Petani di Kulonprogo Diminta Tunda Jual Beras hingga Harga Bagus

    Antara - 05 Oktober 2021 21:04 WIB
    Petani di Kulonprogo Diminta Tunda Jual Beras hingga Harga Bagus
    Ilustrasi. Foto: Medcom/Kuntoro Ayubi



    DI. Yogyakarta: Pemerintah Kabupaten Kulonprogo, Daerah Istimewa Yogyakarta mengimbau kepada petani untuk menunda jual beras sampai harga bagus, karena harga di pasar saat ini masih rendah yaitu pada kisaran Rp6.000 per kilogram.

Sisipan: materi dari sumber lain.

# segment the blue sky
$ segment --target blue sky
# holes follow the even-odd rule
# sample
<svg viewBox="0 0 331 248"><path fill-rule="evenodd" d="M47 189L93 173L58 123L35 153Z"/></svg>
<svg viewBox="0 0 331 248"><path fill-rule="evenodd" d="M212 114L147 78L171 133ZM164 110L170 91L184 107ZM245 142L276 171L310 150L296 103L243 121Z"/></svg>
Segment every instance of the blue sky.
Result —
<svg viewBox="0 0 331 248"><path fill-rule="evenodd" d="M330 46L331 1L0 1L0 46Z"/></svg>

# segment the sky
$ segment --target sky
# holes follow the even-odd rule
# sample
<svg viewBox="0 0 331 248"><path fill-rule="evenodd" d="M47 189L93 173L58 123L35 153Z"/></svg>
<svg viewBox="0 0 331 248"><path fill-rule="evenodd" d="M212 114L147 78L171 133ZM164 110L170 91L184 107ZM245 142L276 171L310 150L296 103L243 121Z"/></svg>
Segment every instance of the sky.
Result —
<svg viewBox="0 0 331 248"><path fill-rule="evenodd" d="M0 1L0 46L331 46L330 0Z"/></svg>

    "Kami berharap dengan kondisi harga beras atau gabah di tingkat petani yang rendah, sebaiknya tunda jual terlebih dahulu. Jangan sampai merugi dan tidak seimbang dengan biaya yang dikeluarkan untuk produksi," kata Kepala Dinas Pertanian dan Pangan Kulonprogo Aris Nugraha di Kulon Progo, Selasa.dilansir Antara, Selasa, 5 Oktober 2021.

     



    Aris mengatakan di beberapa desa yang memiliki lumbung pangan, petani bisa menyimpang gabahnya di lumbung pangan.

    "Nanti kalau kondisi normal, baru dijual. Saat ini, kondisi tidak normal. Semoga pandemi covid-19 ini dapat segera teratasi, dan kondisi kembali normal. Gabah yang disimpan di lumbung pangan bisa diijual sesuai kebutuhan, sisanya untuk stok mencukupi kebutuhan pangan keluarga," imbuhnya.

    Aris mengatakan pihaknya juga sudah berkoordinasi dengan gabungan kelompok tani di wilayah untuk sebanyak-banyaknya menyerap gabah dan beras dari anggotanya untuk kebutuhan BNPT dan ASN.

    "Kami optimalkan penyerapan gabah dan beras melalui gabungan kelompok tani, dengan harapan harga tetap tinggi. Selain itu, gabah atau beras tersebut bisa untuk cadangan di gudang gapoktan," katanya.

    Dia mengatakan kebutuhan beras untuk BPNT dan ASN setiap bulan berkisar 480 ton, belum termasuk beras ASN. Untuk penyerapan beras ke petani, Dispertan Kulon Progo membuka keran sebanyak-banyaknya gapoktan yang siap mensuplai e-Warong penyalur BPNT.

    Salah satu petani di Kecamatan Sentolo, Martiyem mengaku kesulitan menjual beras dari hasil panenan pada awal 2021 atau panenan pada Februari. Di penggilangan padi, tidak membeli panenan lama, yang dibeli hanya beras hasil panen terbaru.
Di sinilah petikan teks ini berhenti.